Tidak lama kemudian, rumah Jodha sudah dihadiri oleh
tetangga-tetangganya yang melayat dan sebagian membantu memandikan jenazah Irul
sebelum dikafani kemudian disholatkan.
Keluarga Irullah yang datang lebih dulu karena Orang Tua
Irul juga ada di Surakarta, lain halnya dengan Orang Tua Jodha yang ada di Jogjakarta.
Jodha masih tenggelam dalam lamunannya. Dia berusaha
mengendalikan diri supaya terap tenang sehingga Arif yang setia di pelukannya
juga tidak akan menangis.
"Aku harus ikhlas. Aku harus tabah.

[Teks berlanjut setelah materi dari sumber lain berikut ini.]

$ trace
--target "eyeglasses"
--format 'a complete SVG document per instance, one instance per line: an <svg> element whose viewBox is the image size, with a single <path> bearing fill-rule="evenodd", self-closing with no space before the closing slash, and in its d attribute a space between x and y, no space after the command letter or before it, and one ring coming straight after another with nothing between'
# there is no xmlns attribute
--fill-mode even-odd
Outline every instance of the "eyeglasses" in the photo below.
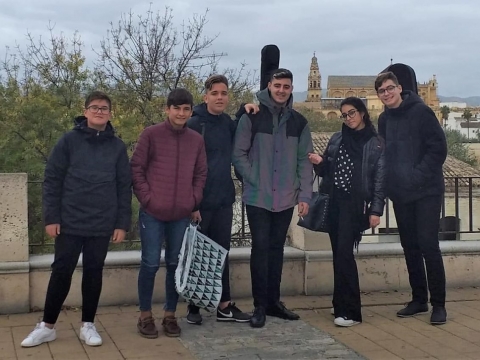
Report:
<svg viewBox="0 0 480 360"><path fill-rule="evenodd" d="M385 95L385 93L390 94L393 90L395 90L396 87L397 85L389 85L385 89L378 89L377 94L380 96Z"/></svg>
<svg viewBox="0 0 480 360"><path fill-rule="evenodd" d="M90 110L90 112L94 114L98 113L99 111L100 111L100 114L110 114L110 108L107 106L99 107L96 105L92 105L87 107L87 110Z"/></svg>
<svg viewBox="0 0 480 360"><path fill-rule="evenodd" d="M349 117L350 119L352 119L355 117L356 113L357 113L357 109L350 109L346 113L342 113L342 115L340 115L340 118L347 120L347 117Z"/></svg>

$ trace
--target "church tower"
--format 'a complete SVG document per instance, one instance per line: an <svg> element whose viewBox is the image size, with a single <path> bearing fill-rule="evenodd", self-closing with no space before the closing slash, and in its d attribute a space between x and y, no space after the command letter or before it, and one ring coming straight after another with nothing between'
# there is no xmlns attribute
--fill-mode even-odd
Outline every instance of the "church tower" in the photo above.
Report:
<svg viewBox="0 0 480 360"><path fill-rule="evenodd" d="M322 76L318 68L318 61L313 53L312 63L310 64L310 73L308 75L308 95L307 102L320 102L322 99Z"/></svg>

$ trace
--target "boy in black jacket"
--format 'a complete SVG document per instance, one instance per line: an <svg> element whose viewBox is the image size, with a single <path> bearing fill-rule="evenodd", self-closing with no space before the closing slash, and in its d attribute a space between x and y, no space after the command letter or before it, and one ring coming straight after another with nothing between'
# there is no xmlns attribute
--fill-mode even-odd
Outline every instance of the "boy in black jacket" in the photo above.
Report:
<svg viewBox="0 0 480 360"><path fill-rule="evenodd" d="M397 316L427 312L430 290L430 323L444 324L446 281L438 230L445 191L445 133L433 111L416 93L402 91L392 72L377 77L375 90L386 106L378 131L386 143L387 196L395 210L412 288L412 301Z"/></svg>
<svg viewBox="0 0 480 360"><path fill-rule="evenodd" d="M208 174L200 209L192 214L193 221L201 221L200 231L230 250L235 186L232 180L233 139L237 123L225 114L228 105L228 80L224 75L212 75L205 81L204 103L193 109L187 126L202 134L207 151ZM239 113L258 111L258 106L247 104ZM250 315L242 312L230 296L228 256L222 274L222 296L217 309L217 321L248 322ZM188 306L187 322L200 325L199 308Z"/></svg>
<svg viewBox="0 0 480 360"><path fill-rule="evenodd" d="M56 339L55 323L83 252L80 339L102 344L93 323L102 290L102 271L110 240L119 243L131 221L131 173L127 149L110 124L110 98L94 91L84 116L53 148L45 168L43 214L47 234L55 238L55 260L43 321L23 347Z"/></svg>

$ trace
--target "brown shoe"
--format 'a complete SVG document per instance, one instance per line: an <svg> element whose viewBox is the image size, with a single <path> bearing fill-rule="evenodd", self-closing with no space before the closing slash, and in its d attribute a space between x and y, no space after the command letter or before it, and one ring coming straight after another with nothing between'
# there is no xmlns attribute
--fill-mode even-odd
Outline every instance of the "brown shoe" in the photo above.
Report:
<svg viewBox="0 0 480 360"><path fill-rule="evenodd" d="M137 329L140 333L140 336L143 336L144 338L156 339L158 337L158 330L155 326L155 319L151 316L143 320L139 318Z"/></svg>
<svg viewBox="0 0 480 360"><path fill-rule="evenodd" d="M178 337L180 336L182 329L178 326L177 318L173 316L168 316L162 321L163 332L168 337Z"/></svg>

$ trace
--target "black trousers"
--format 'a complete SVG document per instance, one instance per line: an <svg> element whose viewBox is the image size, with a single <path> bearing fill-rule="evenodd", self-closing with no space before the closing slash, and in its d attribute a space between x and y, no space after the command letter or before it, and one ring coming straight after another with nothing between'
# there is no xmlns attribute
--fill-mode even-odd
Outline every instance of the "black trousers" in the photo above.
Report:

Aku harus kuat.
Masih ada Arif yang sangat membutuhkanku. Dia masih kecil untuk mengerti hal
ini," tekad Jodha dalam hati.
Jodha berusaha tersenyum dan orang-orang yang melihat pun
tahu bahwa itu senyum yang dipaksakan.
Jalal pun juga hadir disana. Jalal langsung membatalkan
mettingnya saat mendengar kabar tentang meninggalnya Irul. Dia langsung memesan
tiket paling awal untuk terbang ke Surakatnya.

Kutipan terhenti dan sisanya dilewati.